We can make a few tweaks to fix these:

// Instead of randomly generating our 
// branches, we'll start near our 
// center point and move outwards, 
// adding branches until we extend 
// past our trunk length.
for (
  let distance = randomInt(6, 10);
  distance < trunkLength;
  distance += randomInt(2, 10)
) {
  branches.push({
    distance,
    // When we get towards the end of 
    // our trunk, constrain the branch 
    // length so they don't extend too far
    length: randomInt(
      5, 
      Math.min(
        trunkLength - distance, 
        10
      )
    )
  });
}

We’ll also want to set a minimum and maximum number of “trees” that feels more like a snowflake:

const treeCount = randomInt(5, 12);

While we’re at it, let’s randomize one more piece of our snowflake. Let’s generate a random hsl color and use it to set our page’s background color:

const color = `hsl(
  ${random(190, 210)}, 
  ${random(30, 60)}%, 
  ${random(50, 80)}%
)`;

/* ... meanwhile, in our `drawSnowflake` function... */

document.body.style.backgroundColor = color;

Let’s see how this is working:

These feel a bit more snowflakey to me. We’ve turned our random pattern generator into a random snowflake generator!
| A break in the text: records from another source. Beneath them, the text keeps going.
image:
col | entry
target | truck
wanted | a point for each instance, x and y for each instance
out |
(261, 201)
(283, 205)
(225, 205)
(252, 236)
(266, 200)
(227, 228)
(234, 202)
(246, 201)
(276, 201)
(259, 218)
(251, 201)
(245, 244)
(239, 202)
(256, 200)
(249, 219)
There are lots of different snowflakes and a lot of different directions we could take it from here:

  • We could try changing our constraints to make different snowflake shapes.
  • We could animate how the snowflakes are drawn.
  • We could lay several snowflakes out in a pattern.
  • We could animate falling snowflakes.
  • We could use these same strategies to generate flowers, mandalas, or other geometric shapes.

I hope this taught you a little bit about SVGs, JavaScript, and generative art. I’d love to see what you make with these techniques.

If you remix the demos above or make brand-new generative art, post it in the comments!

Comments

CJ said:

I love what you've done here. My only comment is that real snowflakes, stellar dentrites, always have 6 'trees,' no more no less.